Dr Minouk Schoemaker, scientist at The Institute of Cancer Research, London, who conducts research into the causes of breast cancer, said the study offered an "interesting insight" but the picture was not simple.

"Yet, in contrast to smoking, this is not widely understood by the public". In other words, depending on an individual's other risk factors and lifestyle choices related to their likelihood of developing cancer, drinking that much wine could further elevate their risk rate.

"People who consume alcohol should try to stick within the recommended guidelines of 14 units per week", Prof Britton added.

"For both men and women in the United Kingdom, the lifetime risk of cancer is around 50%".

And the numbers of cigarettes "equivalent" to alcohol are small, when most smokers smoke many more a day. Their findings showed that if 1,000 male nonsmokers and 1,000 female nonsmokers drank a bottle of wine per week, 10 extra men and 14 women could develop cancer during their lifetime. Smoking kills up to half its users-about 6 million, plus another 890,000 from secondhand smoke each year, while 6.8 percent of men and 2.2 percent of women die from alcohol use each year.

The guidance also says there is no "safe" level of drinking when it comes to health risk.

"Research is clear - the less a person drinks, the lower the risk of cancer". And if you don't now drink, there's certainly no need to start.

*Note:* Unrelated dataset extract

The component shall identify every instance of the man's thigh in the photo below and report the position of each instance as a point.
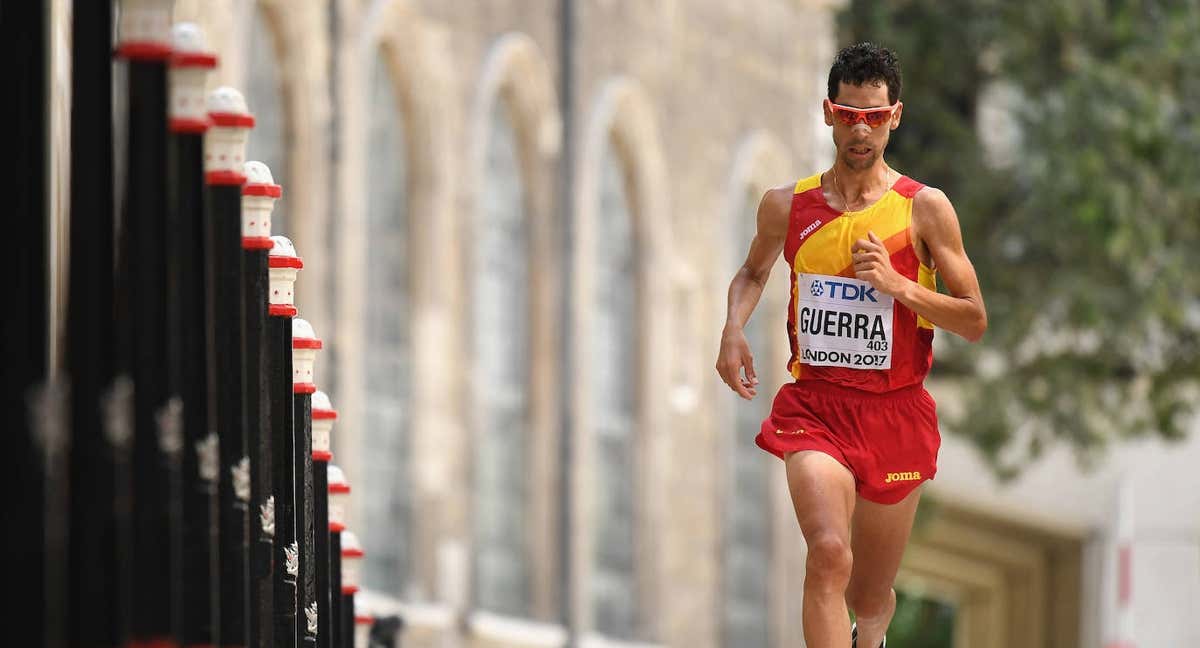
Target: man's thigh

"But smoking causes over four times as many cases of cancer in the United Kingdom compared to alcohol. If you're a smoker, the best thing you can do for your health is stop completely, and you're most likely to be successful using support from your local free stop-smoking service".

It's important to note that the study's authors wanted to clarify drinking alcohol in moderation is not equivalent to smoking in any way.